Gas Price Gouging: What You Can Do

Even before Hurricane Ike blasted into the Houston and Galveston, TX areas, gas prices all over the country started spiraling upward. The logic behind this, according to reports, is the refineries would be shutdown, along with the offshore platforms in the Gulf of Mexico. The U.S. gets approximately 25% of its domestic crude from this area. As a result, people started to panic about having gas to get to work, go visit Aunt Hazel, etc. Long lines were reported in the central part of Alabama. Of course, whenever this happens, the inevitable fights break out as people try to break in line. Hard times do bring out the best in some people. But, it also brings out the worst in some people.
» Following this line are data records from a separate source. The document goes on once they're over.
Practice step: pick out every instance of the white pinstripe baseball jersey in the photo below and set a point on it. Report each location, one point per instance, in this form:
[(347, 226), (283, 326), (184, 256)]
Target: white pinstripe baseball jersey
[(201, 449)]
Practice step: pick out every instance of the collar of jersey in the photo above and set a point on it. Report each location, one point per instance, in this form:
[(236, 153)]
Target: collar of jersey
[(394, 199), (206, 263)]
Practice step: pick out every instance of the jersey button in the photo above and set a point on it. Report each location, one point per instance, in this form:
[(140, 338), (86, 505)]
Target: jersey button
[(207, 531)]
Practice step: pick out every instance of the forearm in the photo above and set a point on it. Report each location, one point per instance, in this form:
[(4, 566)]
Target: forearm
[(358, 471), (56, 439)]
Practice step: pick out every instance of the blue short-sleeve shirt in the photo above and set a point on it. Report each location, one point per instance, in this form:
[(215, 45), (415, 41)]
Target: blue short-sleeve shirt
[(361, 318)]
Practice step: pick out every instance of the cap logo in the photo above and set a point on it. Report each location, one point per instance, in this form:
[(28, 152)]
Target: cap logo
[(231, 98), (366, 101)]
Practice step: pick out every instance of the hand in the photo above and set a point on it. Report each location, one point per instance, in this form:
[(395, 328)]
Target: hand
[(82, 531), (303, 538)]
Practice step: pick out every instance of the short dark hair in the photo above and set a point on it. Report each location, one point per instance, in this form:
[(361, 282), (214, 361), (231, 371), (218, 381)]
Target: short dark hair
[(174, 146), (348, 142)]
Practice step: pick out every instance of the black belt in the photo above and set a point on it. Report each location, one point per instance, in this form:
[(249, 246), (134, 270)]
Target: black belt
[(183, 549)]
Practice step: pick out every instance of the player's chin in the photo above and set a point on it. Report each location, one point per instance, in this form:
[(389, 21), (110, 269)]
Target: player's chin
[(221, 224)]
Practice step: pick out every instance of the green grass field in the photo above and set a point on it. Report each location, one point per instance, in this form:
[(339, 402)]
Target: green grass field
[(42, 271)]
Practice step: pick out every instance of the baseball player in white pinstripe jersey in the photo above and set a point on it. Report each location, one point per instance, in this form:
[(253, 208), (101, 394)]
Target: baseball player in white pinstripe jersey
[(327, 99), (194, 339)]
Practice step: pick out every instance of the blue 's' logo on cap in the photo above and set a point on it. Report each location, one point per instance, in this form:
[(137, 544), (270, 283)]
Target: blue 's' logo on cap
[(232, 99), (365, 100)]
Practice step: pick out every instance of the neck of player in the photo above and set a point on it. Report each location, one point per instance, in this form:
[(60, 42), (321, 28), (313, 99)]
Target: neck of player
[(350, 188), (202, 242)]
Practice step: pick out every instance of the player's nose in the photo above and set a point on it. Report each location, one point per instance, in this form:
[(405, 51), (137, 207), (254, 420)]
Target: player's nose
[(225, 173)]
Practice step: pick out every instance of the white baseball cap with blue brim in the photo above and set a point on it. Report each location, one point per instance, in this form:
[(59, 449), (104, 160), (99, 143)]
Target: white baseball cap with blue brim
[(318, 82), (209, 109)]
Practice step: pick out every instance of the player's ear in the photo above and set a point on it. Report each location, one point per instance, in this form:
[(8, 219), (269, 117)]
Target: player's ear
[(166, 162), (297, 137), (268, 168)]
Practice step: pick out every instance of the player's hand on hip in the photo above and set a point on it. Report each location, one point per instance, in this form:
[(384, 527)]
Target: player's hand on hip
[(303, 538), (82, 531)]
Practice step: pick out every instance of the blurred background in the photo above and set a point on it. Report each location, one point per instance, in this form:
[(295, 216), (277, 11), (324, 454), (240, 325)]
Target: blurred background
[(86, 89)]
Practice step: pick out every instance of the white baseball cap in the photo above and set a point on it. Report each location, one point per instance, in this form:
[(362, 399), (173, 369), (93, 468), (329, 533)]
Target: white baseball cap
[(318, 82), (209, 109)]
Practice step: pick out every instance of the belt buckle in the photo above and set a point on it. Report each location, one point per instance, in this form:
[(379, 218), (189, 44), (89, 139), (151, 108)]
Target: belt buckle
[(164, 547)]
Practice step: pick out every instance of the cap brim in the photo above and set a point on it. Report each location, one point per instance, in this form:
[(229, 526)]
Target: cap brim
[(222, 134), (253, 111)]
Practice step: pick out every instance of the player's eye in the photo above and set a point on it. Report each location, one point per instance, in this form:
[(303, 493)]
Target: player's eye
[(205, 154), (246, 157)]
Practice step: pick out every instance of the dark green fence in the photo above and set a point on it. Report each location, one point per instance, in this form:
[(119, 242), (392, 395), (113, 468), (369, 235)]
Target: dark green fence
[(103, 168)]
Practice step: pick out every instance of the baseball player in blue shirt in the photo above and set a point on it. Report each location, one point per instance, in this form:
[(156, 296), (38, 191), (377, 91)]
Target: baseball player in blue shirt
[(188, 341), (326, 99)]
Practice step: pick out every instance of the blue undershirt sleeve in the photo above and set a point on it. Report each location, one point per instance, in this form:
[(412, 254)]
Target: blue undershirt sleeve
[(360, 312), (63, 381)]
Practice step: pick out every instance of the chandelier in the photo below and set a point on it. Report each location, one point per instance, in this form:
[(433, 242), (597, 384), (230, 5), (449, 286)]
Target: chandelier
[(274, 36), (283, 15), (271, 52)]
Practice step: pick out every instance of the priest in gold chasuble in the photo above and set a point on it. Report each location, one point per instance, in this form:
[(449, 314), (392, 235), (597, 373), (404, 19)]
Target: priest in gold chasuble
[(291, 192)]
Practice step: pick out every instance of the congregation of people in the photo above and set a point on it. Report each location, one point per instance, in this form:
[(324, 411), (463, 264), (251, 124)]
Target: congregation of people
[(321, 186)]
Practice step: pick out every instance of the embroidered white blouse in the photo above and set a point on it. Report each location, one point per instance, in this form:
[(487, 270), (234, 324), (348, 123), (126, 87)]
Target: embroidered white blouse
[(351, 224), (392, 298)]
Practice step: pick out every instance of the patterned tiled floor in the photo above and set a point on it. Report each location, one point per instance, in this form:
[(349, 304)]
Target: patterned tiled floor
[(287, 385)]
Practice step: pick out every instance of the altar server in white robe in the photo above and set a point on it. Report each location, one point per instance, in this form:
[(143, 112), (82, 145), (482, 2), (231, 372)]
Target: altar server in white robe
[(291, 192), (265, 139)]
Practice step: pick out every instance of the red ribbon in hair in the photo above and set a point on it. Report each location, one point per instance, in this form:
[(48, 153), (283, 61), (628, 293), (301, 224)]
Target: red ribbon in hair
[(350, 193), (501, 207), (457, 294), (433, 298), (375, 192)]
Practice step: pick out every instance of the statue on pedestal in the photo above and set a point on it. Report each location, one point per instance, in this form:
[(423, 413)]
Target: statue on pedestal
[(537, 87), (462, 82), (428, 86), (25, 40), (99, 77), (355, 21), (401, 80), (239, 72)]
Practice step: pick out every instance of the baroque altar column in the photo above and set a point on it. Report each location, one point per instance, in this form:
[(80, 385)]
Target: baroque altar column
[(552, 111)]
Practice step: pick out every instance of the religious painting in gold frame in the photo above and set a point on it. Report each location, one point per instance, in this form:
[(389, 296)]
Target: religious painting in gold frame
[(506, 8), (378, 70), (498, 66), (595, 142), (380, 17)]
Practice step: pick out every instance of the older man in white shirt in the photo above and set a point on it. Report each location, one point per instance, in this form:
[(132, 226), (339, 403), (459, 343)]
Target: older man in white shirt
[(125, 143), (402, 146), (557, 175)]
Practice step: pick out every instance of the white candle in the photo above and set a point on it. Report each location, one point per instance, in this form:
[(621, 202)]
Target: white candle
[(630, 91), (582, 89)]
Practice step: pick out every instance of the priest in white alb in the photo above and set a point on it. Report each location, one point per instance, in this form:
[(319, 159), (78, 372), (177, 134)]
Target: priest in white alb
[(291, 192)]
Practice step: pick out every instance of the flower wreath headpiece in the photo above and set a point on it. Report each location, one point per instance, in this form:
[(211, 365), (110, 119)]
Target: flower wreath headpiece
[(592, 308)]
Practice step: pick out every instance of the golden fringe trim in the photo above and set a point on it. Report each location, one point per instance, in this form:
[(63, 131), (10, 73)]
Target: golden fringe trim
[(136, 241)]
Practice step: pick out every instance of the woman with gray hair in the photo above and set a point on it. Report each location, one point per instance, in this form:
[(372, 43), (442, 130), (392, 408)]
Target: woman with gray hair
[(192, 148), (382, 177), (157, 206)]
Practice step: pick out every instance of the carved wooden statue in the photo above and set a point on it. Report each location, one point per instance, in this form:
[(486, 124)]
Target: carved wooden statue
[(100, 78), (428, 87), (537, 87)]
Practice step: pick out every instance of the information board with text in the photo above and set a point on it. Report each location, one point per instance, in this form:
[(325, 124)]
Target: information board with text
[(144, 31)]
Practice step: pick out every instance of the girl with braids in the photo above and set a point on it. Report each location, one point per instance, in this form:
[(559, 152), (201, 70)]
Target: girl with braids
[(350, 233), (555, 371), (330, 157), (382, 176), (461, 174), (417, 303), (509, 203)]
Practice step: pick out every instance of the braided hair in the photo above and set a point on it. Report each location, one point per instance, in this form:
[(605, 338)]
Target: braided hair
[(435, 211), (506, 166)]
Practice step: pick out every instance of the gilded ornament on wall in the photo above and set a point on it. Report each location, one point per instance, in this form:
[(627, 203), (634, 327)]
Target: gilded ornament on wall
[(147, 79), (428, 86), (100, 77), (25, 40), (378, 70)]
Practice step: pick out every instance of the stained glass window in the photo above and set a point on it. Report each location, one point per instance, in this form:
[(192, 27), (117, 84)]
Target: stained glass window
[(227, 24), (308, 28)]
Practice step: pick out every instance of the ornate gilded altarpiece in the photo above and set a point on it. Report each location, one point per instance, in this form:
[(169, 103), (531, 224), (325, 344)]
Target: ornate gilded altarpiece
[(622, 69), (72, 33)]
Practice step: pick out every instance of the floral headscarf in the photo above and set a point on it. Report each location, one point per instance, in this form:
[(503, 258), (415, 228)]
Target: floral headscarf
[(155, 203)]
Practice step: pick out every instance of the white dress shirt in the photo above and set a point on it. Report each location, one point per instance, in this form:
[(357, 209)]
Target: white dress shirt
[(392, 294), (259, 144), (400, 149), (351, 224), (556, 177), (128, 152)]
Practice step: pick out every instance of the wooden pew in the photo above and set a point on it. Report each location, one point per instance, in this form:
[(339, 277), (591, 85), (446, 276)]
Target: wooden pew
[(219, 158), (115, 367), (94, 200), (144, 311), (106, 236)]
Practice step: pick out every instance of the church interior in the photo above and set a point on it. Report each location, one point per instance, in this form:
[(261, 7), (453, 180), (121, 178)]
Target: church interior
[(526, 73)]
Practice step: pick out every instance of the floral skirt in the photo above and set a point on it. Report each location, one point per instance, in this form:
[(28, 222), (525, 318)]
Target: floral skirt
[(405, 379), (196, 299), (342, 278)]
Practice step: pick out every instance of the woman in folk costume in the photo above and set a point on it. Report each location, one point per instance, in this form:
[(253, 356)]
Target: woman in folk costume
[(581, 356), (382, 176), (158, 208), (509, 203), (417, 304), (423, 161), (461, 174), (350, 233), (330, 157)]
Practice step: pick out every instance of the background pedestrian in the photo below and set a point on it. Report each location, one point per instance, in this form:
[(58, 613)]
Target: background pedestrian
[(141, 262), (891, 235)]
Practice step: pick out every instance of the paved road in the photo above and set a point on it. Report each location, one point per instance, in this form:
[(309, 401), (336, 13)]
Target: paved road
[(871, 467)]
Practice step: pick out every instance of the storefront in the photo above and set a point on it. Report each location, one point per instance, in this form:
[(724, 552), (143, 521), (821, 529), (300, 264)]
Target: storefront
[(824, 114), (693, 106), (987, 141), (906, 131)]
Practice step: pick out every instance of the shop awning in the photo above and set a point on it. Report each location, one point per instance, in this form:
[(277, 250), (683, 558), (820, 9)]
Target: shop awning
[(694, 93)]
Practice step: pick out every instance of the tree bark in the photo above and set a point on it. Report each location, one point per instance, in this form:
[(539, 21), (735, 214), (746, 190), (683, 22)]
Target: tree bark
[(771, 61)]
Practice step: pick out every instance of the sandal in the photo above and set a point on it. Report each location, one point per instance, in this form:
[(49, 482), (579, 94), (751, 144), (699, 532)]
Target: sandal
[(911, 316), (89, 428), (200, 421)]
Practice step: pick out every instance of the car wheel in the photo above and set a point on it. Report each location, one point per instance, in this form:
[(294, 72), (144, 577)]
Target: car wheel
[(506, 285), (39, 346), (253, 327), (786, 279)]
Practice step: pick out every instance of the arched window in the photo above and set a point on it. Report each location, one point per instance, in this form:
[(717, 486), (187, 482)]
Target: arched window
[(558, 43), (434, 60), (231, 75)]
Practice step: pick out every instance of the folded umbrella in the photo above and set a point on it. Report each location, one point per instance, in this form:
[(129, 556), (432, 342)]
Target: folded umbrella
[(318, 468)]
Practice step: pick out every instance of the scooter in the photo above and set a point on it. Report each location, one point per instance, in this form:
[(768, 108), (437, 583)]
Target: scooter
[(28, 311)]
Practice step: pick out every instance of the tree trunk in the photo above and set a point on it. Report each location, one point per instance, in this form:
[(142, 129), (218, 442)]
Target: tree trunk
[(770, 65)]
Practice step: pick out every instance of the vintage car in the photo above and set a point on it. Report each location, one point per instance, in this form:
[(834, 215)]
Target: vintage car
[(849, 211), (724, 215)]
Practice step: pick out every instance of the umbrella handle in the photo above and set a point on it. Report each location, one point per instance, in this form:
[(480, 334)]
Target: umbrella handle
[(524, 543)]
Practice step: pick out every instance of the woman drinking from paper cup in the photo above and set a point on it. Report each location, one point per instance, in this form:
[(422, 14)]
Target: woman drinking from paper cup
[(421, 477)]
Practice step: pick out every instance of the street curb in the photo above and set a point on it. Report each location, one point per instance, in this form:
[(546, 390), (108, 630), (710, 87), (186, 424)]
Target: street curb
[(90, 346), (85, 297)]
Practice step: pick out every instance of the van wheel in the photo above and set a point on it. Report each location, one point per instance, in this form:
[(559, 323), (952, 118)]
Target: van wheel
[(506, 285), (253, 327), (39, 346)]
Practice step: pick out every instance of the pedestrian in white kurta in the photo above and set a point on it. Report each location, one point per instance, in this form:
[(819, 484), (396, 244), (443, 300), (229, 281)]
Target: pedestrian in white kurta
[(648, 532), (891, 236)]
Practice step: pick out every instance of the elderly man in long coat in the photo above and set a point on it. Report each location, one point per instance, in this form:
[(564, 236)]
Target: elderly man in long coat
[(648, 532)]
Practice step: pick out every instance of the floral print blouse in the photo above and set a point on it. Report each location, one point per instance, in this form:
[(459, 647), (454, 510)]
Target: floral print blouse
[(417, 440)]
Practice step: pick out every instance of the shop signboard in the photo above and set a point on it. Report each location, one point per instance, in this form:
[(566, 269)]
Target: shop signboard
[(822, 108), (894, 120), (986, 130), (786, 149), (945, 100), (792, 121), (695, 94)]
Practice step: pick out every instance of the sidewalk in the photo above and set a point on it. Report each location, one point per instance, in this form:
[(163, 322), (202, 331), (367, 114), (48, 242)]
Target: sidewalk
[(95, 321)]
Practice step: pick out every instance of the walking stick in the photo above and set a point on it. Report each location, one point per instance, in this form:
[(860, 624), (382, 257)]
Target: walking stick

Alabama Governor Bob Riley enacted an “energy emergency” throughout the state. People immediately went nuts about this without even trying to find out what it really meant. What it meant is that with this action, the price gouging law was now in effect. There were gas station owners who were charging between $5-6 a gallon. They immediately dropped back below $4.00 when the price gouging law went into effect. People were calling a toll free hotline to report gas stations charging more than a dollar a gallon from Thursday’s prices. In Florida, there were reports of $8/gallon gas! All this overreaction even with a barrel of oil now below $100 for the first time in at least a year. Fortunately, the refineries in the Houston-Galveston area were not severely damaged. Operations are expected to start back as soon as power can be restored to those refineries.

If you think your local gas stations are price gouging, there is something you can do. You can contact the Department of Energy and file a complaint online HERE. Or you can contact your state attorney general’s office HERE. To me, you would get a faster response by contacting your state attorney general’s office. Trust me; they would LOVE to find out if someone is trying to profit on the misery caused by a disaster.

Of course, gas prices are the last thing on the minds of hurricane stricken Houston and Galveston. Hopefully, they won’t have as difficult a time getting federal aid as we did after Katrina hit.